Das sind in einer Lage, die sich sehr nach Abwehrkampf gegen das Zurück anfühlt, schwierige Fragen, zugegeben. Und aus zum Beispiel dem Wachstum der erneuerbaren Stromerzeugung nicht nur hier, sondern auch in Diktaturen mit einem nüchternen Eigeninteresse Hoffnung zu saugen, mag zu wenig sein.
Mehrheiten können sich ändern, der Zeitgeist schwingt, über die letzten Jahrzehnte gesehen, wild im Wind. No future gab es 1980 schon einmal, gesellschaftliche Aufbrüche 1968 und 1986 genauso wie in den 2000er Jahren und zuletzt 2018. Und an gesellschaftlichen Mehrheiten lässt sich arbeiten, Bündnisse lassen sich schmieden, das Meinungsklima lässt sich verschieben. Das und der mühselige politische Alltag mit seinem Streit um Stellplatzschlüssel, Netzumlagen und Nebensätze in Klimaschutzgesetzen bewirkt etwas. Langsamer, manchmal vergeblich. Aber eben doch.
Was wäre die Alternative? Die, die von einer Klimarevolution träumen, konnten mir bisher nicht sagen, wie der Weg dazu aussehen soll. Wo sind die Polizeitrupps, die sich auf die Seite der Letzten Generation schlagen? Wo sind die wütenden Bürger*innen, die vor Börsen und Konzernzentralen auftauchen? Und ja, auch die öffentlichen Galionsfiguren, auf die sich Aufmerksamkeit fokussiert, sehe ich aktuell kaum.

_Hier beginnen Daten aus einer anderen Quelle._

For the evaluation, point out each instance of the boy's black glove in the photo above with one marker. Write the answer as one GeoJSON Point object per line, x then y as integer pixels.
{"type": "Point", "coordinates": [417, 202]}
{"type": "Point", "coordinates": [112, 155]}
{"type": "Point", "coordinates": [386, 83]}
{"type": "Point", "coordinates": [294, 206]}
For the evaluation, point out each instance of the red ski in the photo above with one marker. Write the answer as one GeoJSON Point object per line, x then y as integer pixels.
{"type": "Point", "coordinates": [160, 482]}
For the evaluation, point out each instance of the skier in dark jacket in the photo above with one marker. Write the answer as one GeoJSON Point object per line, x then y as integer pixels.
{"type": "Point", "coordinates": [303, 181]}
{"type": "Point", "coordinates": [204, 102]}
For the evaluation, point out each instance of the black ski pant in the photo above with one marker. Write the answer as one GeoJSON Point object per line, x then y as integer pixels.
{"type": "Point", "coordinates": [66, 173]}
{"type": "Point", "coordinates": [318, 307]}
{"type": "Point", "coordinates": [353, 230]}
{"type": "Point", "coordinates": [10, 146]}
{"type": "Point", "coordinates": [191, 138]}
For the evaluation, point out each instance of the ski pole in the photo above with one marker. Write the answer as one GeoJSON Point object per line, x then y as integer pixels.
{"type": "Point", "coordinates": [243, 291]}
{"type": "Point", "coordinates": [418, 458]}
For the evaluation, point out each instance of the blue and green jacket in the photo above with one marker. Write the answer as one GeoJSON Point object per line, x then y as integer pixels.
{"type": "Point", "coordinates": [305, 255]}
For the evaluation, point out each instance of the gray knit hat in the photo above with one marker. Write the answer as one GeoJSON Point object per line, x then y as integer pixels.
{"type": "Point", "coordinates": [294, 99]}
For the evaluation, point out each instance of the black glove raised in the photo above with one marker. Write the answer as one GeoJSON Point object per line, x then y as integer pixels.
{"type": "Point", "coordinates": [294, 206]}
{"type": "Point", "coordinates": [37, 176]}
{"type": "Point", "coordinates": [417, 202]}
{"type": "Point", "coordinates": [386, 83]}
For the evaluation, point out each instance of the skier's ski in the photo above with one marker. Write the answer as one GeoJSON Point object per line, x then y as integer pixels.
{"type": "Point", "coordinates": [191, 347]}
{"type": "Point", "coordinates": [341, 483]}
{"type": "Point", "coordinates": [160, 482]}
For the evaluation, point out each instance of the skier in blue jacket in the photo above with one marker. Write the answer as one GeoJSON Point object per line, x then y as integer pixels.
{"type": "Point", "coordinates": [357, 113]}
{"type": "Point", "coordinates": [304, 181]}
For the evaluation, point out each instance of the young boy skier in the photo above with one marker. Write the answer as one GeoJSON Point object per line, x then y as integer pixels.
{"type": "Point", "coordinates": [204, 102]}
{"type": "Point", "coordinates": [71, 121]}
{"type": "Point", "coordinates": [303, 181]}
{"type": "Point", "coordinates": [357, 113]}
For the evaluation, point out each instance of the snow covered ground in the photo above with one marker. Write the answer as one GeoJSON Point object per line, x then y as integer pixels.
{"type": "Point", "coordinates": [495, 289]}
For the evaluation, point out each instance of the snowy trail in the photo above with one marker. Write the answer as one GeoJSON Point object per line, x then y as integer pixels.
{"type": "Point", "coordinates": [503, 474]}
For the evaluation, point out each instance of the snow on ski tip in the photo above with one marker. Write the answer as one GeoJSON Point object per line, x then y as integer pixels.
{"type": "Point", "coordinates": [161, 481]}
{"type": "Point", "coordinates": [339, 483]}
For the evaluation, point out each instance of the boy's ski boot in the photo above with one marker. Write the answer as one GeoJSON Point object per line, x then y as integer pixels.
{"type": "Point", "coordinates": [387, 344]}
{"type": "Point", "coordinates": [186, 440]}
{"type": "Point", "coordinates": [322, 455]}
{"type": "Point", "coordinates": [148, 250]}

Oder geht es uns zu gut? Aber in den Krisengebieten sieht es nicht anders aus – wenn da jemand Massen hinter sich versammelt, dann sind es grosso modo rechte Populist*innen.
Was also tun? Ich bin überzeugt davon, dass der einzige erfolgsversprechende Weg der ist, weiter in Gemeinderäten und Parlamenten zu arbeiten, weiter auf Straßen und im Netz zu versuchen, guten Argumenten Nachdruck zu verleihen, weiter das Richtige im eigenen Alltag zu tun – und zu versuchen, die Hoffnung nicht aufzugeben, dass das Möglichkeitsfenster, das sich beim nächsten Schwingen des Zeitgeistpendels ergibt, dann auch tatsächlich genutzt wird.